1. I need to find the solution set for |(3x+2)/(x+3)|>3. 3. When I solve the inequality (3x+2)/(x+3)>3, I get 2>9 which is clearly false. When I solve the inequality (3x+2)/(x+3)> -3, I come with the solution set (-inf. -11/6). My teacher is saying that there the solutotion set is (-inf. -3)U(-3, -11/6). I just can't figure out how to get to that solution. I can't figure out where that -3 is coming from. In his sparse notes on my assignment, he says there are two subcases for each of the two cases in number 1. Those are when x < -3 and when x > -3. I just cant' figure out how to use these cases.

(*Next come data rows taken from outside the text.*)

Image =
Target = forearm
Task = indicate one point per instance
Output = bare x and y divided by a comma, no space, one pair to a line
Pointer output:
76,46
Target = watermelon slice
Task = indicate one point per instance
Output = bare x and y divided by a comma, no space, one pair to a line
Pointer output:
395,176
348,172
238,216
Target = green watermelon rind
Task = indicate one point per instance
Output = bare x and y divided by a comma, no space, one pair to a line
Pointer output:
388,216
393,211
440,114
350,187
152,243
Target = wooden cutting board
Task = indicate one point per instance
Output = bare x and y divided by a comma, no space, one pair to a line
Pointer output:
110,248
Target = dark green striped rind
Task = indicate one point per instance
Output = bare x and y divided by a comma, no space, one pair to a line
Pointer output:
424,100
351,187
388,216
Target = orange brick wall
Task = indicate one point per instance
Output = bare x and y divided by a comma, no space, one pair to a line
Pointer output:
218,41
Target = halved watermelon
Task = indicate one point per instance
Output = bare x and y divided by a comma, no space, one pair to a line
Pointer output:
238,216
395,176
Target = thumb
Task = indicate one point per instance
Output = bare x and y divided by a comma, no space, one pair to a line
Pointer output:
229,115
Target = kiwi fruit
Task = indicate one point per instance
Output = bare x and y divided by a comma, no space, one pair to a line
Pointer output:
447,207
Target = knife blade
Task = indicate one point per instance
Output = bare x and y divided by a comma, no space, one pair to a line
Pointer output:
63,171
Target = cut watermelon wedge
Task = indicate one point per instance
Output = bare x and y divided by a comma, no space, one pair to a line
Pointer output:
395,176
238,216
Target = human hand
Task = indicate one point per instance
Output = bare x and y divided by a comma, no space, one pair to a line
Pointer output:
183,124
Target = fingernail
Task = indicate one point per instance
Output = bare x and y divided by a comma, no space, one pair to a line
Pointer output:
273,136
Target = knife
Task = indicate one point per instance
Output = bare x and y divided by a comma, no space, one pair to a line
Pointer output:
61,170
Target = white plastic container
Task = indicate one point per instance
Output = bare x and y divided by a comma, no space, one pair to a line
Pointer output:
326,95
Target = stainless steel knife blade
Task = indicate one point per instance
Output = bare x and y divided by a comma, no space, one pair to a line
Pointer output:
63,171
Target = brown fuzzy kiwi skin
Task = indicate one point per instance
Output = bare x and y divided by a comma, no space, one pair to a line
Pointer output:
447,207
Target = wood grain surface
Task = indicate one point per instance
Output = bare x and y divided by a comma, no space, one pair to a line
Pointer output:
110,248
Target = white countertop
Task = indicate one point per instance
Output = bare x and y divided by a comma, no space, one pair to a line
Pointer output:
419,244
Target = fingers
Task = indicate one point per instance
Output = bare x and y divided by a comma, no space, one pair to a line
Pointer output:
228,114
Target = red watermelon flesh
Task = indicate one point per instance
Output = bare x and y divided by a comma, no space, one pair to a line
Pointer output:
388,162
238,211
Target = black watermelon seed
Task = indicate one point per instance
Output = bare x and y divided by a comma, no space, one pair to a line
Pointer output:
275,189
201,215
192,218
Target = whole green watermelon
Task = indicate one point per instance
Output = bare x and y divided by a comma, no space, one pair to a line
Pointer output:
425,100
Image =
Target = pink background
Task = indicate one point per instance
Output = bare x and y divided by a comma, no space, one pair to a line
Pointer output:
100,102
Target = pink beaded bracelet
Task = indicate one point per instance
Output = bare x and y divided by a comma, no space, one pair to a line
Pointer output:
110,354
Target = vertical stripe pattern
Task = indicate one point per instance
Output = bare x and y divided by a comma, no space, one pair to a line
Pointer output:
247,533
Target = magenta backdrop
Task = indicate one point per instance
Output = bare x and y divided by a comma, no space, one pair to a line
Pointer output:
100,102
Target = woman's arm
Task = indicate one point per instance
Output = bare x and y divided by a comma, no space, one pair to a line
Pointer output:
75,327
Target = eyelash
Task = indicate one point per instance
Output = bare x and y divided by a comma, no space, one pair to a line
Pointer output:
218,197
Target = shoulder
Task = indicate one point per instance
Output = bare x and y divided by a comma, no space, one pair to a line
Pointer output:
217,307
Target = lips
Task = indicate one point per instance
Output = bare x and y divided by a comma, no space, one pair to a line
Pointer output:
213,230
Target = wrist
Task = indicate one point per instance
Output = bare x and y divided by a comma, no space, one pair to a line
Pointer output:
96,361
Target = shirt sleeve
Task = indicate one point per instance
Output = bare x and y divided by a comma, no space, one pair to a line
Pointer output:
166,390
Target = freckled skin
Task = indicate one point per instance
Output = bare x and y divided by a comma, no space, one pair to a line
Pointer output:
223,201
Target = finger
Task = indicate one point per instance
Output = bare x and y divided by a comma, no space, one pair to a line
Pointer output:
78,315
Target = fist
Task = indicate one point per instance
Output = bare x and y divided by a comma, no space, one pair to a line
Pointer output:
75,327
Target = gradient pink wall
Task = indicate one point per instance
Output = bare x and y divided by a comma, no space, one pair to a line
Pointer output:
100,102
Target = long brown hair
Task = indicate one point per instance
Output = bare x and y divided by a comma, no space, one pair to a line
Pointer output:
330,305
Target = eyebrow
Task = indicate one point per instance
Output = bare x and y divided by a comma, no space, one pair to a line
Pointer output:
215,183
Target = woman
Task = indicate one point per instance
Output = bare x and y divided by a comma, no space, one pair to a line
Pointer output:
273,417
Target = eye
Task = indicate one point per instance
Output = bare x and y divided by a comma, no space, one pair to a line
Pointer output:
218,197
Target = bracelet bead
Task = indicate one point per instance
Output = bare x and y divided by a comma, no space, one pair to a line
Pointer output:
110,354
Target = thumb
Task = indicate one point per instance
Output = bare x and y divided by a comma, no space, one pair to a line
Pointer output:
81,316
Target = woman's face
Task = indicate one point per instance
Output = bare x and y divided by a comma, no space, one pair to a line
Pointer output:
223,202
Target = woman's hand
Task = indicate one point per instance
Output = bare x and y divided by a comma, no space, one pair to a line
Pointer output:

The first step for solving [tex] |X| > a [/tex], for any expression X and number a, is to eliminate the absolute values with this: [tex] X < -a \text{ or } X > a [/tex] If you need to solve an inequality like (this is entirely made up for illustration) [tex] \frac x {x+1} > 5 [/tex] your first steps should be [tex] \begin{align*} \frac x {x+1} - 5 & > 0 \\ \frac x {x+1} - \frac{5(x+1)}{x+1} & > 0 \\ \frac{x - (5x+5)}{x+1} & > 0 \\ \frac{-4x - 5}{x+1} & > 0 \\ \frac{(-1)(4x+5)}{x+1} & > 0\\ \frac{4x+5}{x+1} & < 0 \end{align*} [/tex] I passed from the next-to-last to the last line by multiplying by (-1). These steps let you avoid the all-to-common problem of multiplying both sides of an inequality by a variable term when you don't know whether it's positive or negative.
Thanks for that setup. I will remember it for future use. I have also been completely overlooking that (3x+2)/(x+3) is undefined when x = -3. So that is how I get (-inf. -3)U(-3, -11/6) instead of just (-inf. -11/6).